J. Broadway
The letterbooks of the Royal Society provide a rich and varied archive
widely used by historians of science, but for which only edited selections
have appeared in print. The collection is an important source of material
not only about scientific thought and practice, but also for the wider
cultural and intellectual environment of the period. The ultimate aim of the
archival staff of the Royal Society and the Centre for Editing Lives and
Letters is to place the entire collection on-line in an accessible, enriched
form for the use of scholars and interested members of the public.

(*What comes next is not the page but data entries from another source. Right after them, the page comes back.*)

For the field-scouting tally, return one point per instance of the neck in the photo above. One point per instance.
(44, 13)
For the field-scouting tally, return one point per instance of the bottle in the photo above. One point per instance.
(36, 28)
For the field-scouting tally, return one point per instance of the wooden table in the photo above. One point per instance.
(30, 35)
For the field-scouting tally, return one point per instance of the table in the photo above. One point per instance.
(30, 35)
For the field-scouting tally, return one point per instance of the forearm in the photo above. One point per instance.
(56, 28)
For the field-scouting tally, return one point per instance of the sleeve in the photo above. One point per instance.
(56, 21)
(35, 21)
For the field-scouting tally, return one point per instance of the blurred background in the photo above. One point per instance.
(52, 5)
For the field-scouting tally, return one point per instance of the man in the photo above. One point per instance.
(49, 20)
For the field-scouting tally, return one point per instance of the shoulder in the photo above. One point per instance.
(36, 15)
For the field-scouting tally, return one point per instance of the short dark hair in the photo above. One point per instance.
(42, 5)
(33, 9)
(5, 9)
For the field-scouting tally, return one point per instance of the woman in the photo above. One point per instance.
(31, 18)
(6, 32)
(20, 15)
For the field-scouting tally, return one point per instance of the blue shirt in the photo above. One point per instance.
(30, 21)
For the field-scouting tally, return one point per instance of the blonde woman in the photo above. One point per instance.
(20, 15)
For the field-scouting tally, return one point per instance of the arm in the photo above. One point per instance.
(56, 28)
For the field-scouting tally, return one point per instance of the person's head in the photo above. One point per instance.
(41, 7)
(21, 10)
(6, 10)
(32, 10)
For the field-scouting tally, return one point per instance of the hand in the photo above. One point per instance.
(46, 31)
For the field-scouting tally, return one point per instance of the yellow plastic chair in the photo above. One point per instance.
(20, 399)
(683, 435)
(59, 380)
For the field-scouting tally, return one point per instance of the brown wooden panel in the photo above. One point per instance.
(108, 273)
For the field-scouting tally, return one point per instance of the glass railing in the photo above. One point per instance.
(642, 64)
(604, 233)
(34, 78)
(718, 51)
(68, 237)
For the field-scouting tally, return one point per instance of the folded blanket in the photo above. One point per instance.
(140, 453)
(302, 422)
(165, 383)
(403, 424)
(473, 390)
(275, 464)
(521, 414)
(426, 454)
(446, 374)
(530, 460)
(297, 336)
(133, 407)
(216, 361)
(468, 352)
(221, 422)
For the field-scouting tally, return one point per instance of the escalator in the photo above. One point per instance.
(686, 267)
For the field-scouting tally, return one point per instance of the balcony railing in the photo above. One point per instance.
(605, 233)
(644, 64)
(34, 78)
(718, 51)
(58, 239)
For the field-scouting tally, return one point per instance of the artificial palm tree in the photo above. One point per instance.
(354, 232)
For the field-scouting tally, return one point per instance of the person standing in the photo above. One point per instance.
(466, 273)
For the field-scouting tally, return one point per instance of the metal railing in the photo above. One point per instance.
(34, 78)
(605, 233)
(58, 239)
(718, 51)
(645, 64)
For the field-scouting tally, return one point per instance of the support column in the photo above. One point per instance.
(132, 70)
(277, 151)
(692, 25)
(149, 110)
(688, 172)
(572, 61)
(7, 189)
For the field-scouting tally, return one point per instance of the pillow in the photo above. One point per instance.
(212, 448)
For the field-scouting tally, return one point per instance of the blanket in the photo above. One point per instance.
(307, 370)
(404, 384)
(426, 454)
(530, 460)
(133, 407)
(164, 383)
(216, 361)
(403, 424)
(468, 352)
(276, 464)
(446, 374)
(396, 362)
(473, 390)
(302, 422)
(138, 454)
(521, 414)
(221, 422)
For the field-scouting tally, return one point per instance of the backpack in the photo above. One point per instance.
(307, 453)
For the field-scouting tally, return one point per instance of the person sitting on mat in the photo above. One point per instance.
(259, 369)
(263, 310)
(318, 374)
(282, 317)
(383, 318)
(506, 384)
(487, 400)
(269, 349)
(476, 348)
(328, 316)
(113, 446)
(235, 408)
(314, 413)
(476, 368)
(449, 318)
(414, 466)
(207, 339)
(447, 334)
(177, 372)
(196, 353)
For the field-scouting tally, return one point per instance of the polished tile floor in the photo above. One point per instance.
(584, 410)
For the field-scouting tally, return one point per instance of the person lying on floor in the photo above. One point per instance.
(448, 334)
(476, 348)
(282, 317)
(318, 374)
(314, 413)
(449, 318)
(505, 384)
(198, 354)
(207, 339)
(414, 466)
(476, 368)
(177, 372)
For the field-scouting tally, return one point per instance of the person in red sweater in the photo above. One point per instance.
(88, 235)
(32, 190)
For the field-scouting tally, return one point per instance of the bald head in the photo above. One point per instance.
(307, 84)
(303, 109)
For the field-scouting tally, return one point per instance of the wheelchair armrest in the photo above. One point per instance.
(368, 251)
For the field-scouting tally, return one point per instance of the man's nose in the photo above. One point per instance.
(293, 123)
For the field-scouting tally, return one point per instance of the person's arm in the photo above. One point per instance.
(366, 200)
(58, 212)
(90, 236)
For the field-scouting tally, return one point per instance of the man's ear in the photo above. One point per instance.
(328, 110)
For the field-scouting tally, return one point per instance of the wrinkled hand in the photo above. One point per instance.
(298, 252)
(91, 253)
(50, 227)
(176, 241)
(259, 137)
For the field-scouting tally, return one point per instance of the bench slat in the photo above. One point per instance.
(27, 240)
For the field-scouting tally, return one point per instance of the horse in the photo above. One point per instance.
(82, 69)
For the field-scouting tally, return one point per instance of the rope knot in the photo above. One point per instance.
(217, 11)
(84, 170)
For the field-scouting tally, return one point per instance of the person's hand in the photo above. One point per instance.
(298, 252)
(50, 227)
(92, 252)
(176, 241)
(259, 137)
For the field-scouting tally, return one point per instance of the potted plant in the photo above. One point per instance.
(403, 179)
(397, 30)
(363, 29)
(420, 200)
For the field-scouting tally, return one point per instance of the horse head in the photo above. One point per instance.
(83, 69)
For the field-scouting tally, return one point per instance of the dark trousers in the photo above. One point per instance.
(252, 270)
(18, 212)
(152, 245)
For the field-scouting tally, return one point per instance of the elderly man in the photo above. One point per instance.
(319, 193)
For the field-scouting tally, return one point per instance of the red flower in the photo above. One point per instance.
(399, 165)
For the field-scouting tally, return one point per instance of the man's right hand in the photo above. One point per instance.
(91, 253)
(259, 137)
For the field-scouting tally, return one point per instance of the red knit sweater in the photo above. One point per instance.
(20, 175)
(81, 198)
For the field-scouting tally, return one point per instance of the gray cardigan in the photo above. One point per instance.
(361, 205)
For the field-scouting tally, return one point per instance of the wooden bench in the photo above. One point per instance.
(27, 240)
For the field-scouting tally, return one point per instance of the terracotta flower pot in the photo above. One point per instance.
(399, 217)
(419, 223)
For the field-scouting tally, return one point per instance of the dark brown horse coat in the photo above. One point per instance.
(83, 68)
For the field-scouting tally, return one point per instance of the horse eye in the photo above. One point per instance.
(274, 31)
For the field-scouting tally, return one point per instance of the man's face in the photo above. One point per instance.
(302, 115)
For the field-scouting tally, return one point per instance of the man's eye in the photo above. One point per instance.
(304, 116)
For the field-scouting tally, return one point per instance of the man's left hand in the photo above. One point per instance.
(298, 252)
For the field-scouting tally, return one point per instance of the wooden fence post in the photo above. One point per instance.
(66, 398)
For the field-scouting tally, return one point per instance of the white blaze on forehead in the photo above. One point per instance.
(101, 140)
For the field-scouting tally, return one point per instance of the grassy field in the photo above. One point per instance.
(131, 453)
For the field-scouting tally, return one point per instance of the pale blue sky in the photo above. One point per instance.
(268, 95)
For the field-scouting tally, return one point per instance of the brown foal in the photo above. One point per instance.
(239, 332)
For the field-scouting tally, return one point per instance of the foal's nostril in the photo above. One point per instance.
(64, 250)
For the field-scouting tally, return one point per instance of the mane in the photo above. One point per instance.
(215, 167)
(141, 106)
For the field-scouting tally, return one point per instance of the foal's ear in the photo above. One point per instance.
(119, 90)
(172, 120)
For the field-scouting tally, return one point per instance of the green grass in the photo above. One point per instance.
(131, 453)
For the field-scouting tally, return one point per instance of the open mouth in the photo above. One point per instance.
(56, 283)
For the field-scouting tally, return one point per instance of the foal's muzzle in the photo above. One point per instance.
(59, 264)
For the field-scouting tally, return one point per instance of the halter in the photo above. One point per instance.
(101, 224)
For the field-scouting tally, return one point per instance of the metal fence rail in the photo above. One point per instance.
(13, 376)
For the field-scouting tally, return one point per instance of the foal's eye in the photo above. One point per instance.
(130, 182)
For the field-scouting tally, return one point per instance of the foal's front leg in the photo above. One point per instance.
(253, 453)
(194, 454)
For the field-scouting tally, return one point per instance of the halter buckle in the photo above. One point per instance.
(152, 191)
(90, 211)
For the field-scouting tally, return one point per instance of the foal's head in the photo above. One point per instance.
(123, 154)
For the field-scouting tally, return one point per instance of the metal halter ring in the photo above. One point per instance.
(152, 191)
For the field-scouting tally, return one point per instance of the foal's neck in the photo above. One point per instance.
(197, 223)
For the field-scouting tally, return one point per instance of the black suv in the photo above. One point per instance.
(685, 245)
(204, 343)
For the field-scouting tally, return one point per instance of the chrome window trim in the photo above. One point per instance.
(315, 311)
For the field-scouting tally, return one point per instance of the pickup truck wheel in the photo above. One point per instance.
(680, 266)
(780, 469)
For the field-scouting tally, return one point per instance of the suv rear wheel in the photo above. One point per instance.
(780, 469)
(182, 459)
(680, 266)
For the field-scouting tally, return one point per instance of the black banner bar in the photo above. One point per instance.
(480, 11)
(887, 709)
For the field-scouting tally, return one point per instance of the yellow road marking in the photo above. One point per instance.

Our experience of working with other projects has shown the pitfalls of
simply encoding manuscripts in XML, without considering fully questions of
purpose and use. The diversity of material in this collection - including
letters, observations and minutes in various languages, along with diagrams,
tables and images received or sent by the Royal Society over many years -
presents particular challenges. These are deepened by the need to develop
the resource incrementally, imposed by funding constraints and the range of
expertise that must be harnessed. A pilot project is currently producing an
encoding scheme and support software to allow a complex site to be built and
updated automatically as content is added. The first version of the site
will be released in April 2005 and the content used will be analysed to form
the basis of a thesaurus, to enable conceptual searching of the corpus
through semantic web applications. This paper will report on the results of
the pilot project and initial content analysis.